Leadership Scholars

Reflecting on “A Well-Cherished but Much-Clouded Story”

By Sara Crocker

Sara Crocker

One of the most meaningful and formational skills I’ve learned in my seminary experience at Central Baptist Theological Seminary thus far is how to read and interpret the ancient Scriptures from various perspectives and social locations.

Recently, my New Testament professor, Dr. David May asked us to read Hisako Kinukawa’s exegesis of John 8:1-11 (The Woman Caught in Adultery) titled A Well-Cherished but Much-Clouded Story. In this article, Kinukawa provides her exegesis of the familiar story, but provides a fresh lens of interpretation by incorporating the experience of Asian “comfort women” into her examination. Our professor then asked us to do the same from our own social locations.

As a female living in the Deep South and evangelical-dominated Bible Belt, I read this text segment with the phenomenon of southern purity culture at the forefront of my mind. While I was not personally subjected to the rituals and traditions of purity culture, the ideology no doubt permeated/permeates the culture of which I am a part, and affects the perceptions of and responses to women’s sexual behavior. Below is an edited excerpt of my paper:

Kinukawa emphasized the injustice of the woman solely bearing the public shame and consequences of the man’s violent sexual sins in both the story of the adulterous woman and the stories of the Asian comfort women in the Pacific war theater. This interpretation immediately brought to mind the purity culture popular in the Deep South (USofA). While it is waning in its formal influence, the values and implications of purity culture are still very much alive in the Bible Belt.

The Gospel Coalition defines the term purity culture as an “evangelical movement that attempts to promote a biblical view of purity (1 Thess. 4:3-8) by discouraging dating and promoting virginity before marriage, often through the use of tools such as purity pledges, symbols such as purity rings, and events such as purity balls.” It’s important to add to this definition, that this emphasis on purity is largely concerned with the purity of daughters who are governed by their fathers until they are married.

Following Kinukawa’s lead, I can reimagine John 8:1-11 from the perspective of a small-town girl in the Southeastern United States. Throughout her entire life she has been groomed to make herself attractive and desirable to and for men. She has been trained to submit because that’s what “Godly” women do—they submit to men. And when she is attractive and desirable to a young (or older) man and she submits to his sexual desires and leadings, she then quickly becomes undesirable damaged goods—for doing exactly what she was always taught and encouraged to do. In most cases, the offending male is the very one who publicizes (brags about) his conquest of her in order to enrich his image at the expense of hers. The consequences exponentially increase if she conceives. The child is her scarlet letter.
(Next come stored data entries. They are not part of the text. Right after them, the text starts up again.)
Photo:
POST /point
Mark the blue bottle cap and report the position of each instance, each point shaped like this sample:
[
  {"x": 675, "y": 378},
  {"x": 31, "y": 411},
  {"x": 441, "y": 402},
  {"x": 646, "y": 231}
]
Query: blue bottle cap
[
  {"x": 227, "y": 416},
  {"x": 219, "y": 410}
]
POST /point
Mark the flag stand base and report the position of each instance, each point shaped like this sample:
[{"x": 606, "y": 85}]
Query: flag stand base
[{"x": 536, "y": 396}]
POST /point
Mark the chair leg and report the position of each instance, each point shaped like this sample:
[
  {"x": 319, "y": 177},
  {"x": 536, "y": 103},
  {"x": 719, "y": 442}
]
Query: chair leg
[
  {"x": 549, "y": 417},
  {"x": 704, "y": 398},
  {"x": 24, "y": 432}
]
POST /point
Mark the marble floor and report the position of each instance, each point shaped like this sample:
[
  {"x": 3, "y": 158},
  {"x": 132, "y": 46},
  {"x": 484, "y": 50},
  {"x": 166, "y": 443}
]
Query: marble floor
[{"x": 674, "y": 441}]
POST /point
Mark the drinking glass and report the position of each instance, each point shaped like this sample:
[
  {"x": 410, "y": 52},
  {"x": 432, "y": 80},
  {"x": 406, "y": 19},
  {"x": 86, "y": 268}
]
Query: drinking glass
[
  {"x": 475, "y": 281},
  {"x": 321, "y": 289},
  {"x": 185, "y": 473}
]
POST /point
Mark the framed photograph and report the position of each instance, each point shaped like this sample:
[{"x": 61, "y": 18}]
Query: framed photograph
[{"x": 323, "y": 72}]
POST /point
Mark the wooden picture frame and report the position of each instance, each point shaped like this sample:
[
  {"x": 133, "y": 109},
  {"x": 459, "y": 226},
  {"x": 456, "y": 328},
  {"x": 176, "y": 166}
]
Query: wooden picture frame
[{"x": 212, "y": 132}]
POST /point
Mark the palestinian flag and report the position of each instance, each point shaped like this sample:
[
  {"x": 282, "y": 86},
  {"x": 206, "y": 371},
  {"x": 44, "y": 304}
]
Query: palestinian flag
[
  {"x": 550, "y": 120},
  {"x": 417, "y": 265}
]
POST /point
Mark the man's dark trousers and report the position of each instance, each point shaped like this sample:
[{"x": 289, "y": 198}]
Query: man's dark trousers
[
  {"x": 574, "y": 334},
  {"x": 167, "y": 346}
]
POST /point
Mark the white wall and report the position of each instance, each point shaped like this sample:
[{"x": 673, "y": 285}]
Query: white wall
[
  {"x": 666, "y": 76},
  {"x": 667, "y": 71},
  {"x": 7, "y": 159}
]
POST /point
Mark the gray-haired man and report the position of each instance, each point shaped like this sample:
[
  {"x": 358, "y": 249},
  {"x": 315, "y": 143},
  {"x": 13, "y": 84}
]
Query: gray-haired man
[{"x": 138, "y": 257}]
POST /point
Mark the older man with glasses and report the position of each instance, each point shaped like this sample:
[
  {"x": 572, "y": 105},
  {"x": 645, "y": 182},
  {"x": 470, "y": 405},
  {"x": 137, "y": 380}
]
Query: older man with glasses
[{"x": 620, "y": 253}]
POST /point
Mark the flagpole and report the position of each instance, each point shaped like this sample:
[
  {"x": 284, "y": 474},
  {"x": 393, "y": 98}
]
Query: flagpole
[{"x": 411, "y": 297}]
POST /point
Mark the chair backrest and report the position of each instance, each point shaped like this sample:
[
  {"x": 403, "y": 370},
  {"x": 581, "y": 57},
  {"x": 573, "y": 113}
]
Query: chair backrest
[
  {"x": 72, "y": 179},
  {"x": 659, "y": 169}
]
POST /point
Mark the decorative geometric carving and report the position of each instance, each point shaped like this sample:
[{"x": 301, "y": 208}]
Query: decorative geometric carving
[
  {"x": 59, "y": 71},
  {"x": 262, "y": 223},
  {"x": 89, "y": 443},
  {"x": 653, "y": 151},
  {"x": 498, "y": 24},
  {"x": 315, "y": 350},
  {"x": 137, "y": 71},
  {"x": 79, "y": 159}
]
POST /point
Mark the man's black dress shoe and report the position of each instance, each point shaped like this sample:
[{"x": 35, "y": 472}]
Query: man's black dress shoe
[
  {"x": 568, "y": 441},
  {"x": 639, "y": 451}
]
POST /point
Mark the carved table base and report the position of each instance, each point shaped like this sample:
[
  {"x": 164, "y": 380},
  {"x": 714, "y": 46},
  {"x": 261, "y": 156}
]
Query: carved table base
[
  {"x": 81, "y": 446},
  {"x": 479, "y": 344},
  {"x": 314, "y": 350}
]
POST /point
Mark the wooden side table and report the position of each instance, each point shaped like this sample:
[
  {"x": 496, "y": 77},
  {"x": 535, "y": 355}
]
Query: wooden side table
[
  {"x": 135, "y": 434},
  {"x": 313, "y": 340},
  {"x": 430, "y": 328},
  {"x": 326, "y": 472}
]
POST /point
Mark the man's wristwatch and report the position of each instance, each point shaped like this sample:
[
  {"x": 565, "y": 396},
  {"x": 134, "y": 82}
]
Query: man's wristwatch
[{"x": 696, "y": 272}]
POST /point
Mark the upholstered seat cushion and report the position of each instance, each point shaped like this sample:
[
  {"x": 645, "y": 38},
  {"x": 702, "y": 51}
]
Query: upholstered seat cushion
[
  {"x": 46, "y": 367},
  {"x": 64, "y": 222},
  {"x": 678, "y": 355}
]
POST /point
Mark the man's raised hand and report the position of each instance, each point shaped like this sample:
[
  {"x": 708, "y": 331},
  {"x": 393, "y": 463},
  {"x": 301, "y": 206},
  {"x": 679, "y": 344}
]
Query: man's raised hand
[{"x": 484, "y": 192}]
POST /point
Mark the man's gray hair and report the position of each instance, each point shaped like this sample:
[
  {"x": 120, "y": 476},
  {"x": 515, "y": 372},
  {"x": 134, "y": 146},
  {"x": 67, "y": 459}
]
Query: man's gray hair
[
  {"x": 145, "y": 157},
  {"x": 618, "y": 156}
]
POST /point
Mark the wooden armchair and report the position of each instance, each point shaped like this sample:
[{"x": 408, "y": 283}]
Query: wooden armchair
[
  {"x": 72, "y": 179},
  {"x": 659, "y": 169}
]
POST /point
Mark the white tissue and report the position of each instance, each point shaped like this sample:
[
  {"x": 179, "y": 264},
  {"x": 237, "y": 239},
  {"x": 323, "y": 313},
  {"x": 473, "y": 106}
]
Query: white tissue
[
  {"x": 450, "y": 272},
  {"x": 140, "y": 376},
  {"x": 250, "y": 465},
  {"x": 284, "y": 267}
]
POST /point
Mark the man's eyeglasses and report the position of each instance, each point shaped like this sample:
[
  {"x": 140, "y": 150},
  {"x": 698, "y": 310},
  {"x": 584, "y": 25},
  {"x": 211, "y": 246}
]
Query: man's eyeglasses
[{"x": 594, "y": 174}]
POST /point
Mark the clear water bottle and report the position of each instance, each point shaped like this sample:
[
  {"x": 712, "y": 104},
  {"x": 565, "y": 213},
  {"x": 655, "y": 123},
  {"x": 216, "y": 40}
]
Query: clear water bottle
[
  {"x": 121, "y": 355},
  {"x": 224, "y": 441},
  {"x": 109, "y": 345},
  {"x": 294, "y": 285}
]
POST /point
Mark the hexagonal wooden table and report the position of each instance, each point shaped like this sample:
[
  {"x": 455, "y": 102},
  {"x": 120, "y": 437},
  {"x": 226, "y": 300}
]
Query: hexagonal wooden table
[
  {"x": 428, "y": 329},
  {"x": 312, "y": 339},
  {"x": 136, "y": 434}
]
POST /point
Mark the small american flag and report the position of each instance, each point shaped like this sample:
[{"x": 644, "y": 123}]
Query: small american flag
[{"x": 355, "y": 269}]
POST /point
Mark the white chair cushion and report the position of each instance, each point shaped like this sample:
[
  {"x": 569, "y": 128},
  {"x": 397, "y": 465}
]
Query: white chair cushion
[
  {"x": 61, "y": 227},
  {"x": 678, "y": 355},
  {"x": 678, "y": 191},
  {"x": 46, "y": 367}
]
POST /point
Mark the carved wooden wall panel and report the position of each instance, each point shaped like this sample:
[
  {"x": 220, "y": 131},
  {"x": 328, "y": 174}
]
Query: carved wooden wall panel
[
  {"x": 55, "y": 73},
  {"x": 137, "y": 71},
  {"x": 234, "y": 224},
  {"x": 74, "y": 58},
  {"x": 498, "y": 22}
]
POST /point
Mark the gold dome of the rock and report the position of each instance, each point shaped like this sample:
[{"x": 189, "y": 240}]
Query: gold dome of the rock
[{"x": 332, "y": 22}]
Kinukawa rejects Jesus’ response to the woman caught in adultery to “go and sin no more.” (8:11) In fact, she thinks it is the work of male editors in the ancient Church caught up in the idea of individual sin, particularly the individual sin of women. She takes exception to Jesus’ response because it offers no reprieve, no justice, and no salvation to the woman. Yes, it offers momentary salvation from the stones waiting to be lobbed her way, but it breaks no chains, crushes no systems, and restores no humanity—hallmarks of the work of Jesus. The woman is left with two choices: (1) return to the marriage that suffocated her and perhaps drove her into the adulterous relationship, or (2) carry shame and stigma for male sexual violence inflicted upon her.

The hypothetical pregnant teenager or young woman caught up in purity culture would be rendered the same choices.

If Jesus told her to “go and sin no more,” after her situation became public, then he reinforces the position that she was wrong to participate in the sexual activity in the first place. She was wrong to do what the culture trained her to do. All she can do with that response is return, dented and bruised, hanging her head in shame, to the culture that created her predicament. Meanwhile, I cannot imagine this negatively affecting her male counterpart even for a second. If anything, he would be considered the victim of a “temptress or seductress.”

I appreciated reading Kinukawa’s perspective, though it rattled me.

I’ve been conditioned to view Jesus as perfection; therefore, everything Jesus uttered must be correct, pure, and the truth. The author reminded me that much (all?) of what Jesus said has been redacted and retold. Kinukawa’s and my interpretations of this story are reminders that social location and experience matter in the interpretation of Scripture.

Considering the story from the perspective of a first century Middle Eastern woman navigating a honor/shame culture and 21st century Southern girl living in the U.S. navigating an updated version of honor/shame culture influences how we interpret Jesus’ response. It also urges us to be more sensitive and observant readers of Scripture, taking into account various characters’ perspectives and possible applications to present day contexts.

Sara Crocker is a CBF Leadership Scholar, studying at Central Baptist Theological Seminary in Shawnee, Kansas. She teaches communication courses at Clemson University, and she and her husband, Brent, have two daughters, Ava and Eden.